Having a high index of suspicion for the disease is paramount given the expansive differential diagnosis for the classic presenting symptoms. A recent case report details a case similar to ours, in which a 15-year-old female developed sepsis with multiorgan failure due to Lemierre’s disease. Our subject exhibited significant pulmonary involvement and was initially thought to be due to possible MIS-C given high prevalence of COVID-19 in the patient’s community and his positive COVID antibody tests. Given the current COVID-19 pandemic, it is even more important to consider Lemierre’s syndrome on the differential for pediatric neck pain, pharyngitis, viral syndrome and acute hypoxic respiratory failure to prevent misdiagnosis .
Antibiotic therapy is the cornerstone of treatment. Antibiotic choices cited in the literature include carbapenems, beta-lactam/beta-lactamase inhibitor, ceftriaxone, or clindamycin; these may be used with or without metronidazole. It is recommended to initiate broad spectrum antibiotics pending culture and sensitivity results . The duration of therapy is typically 3 - 6 weeks.

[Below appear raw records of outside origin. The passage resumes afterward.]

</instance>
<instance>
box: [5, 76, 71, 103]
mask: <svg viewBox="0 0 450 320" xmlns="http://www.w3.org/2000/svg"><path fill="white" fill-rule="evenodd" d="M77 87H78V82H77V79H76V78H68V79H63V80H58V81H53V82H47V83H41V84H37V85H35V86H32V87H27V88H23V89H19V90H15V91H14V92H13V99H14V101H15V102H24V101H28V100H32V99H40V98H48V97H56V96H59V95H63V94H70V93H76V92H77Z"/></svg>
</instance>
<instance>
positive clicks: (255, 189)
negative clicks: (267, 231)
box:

The use of anticoagulation is controversial. In one study, 21% - 64% of patients with the disease received anticoagulation but no clear benefit was demonstrated  . Recent studies have shown that anticoagulation may not impact outcomes associated with thrombosis  . Our patient was placed on anticoagulation when repeat imaging demonstrated clot extension into the cavernous sinus and a new neurologic deficit. This is consistent with certain expert recommendations that anticoagulation may be beneficial in those cases with retrograde clot extension into the cavernous sinus .
Surgical intervention is uncommon. In unusual cases, ligation of the internal jugular vein is performed, typically in critically ill patients with the goal to prevent further embolization.
This disease has significant morbidity and mortality. While wide embolization of the clot can occur, the lungs are the most common location . Septic emboli may also be seen in the intra-abdominal viscera, joints, soft tissue, and the brain. One case series of nine children with Lemierre’s syndrome demonstrated five cases of septic pulmonary emboli and two cases of septic shock. Long-standing adverse effects of this disease are often due to septic emboli and organ dysfunction that may result from them. While diffuse abdominal pain is described as a symptom of this disease, the precise etiology in our particular patient is unknown. Imaging of the abdomen was unremarkable. It is possible that he had referred pain due to a significant burden of septic pulmonary emboli.
Mortality rates for all age groups range from 0 - 18% with proper treatment. For survivors, significant morbidity related to complications such as vascular occlusion, embolic phenomena, and prolonged hospitalization may result.
This is a case of Lemierre’s syndrome in a previously healthy 17-year-old male with COVID-19 exposure who developed multi-organ dysfunction syndrome. He required mechanical ventilation and bilateral tube thoracostomies for severe pulmonary involvement. Other rare features of the case included severe thrombocytopenia and anemia, acute renal failure, cavernous sinus thrombosis, and isolated cranial nerve 12 palsy. To our knowledge, this is the first case of Lemmierre’s Syndrome in a pediatric patient with COVID-19 antibodies. The importance of early diagnosis and treatment may be lifesaving, and it is important to consider this syndrome when evaluating pediatric patients with neck pain and acute respiratory failure in this era of COVID-19 pandemic.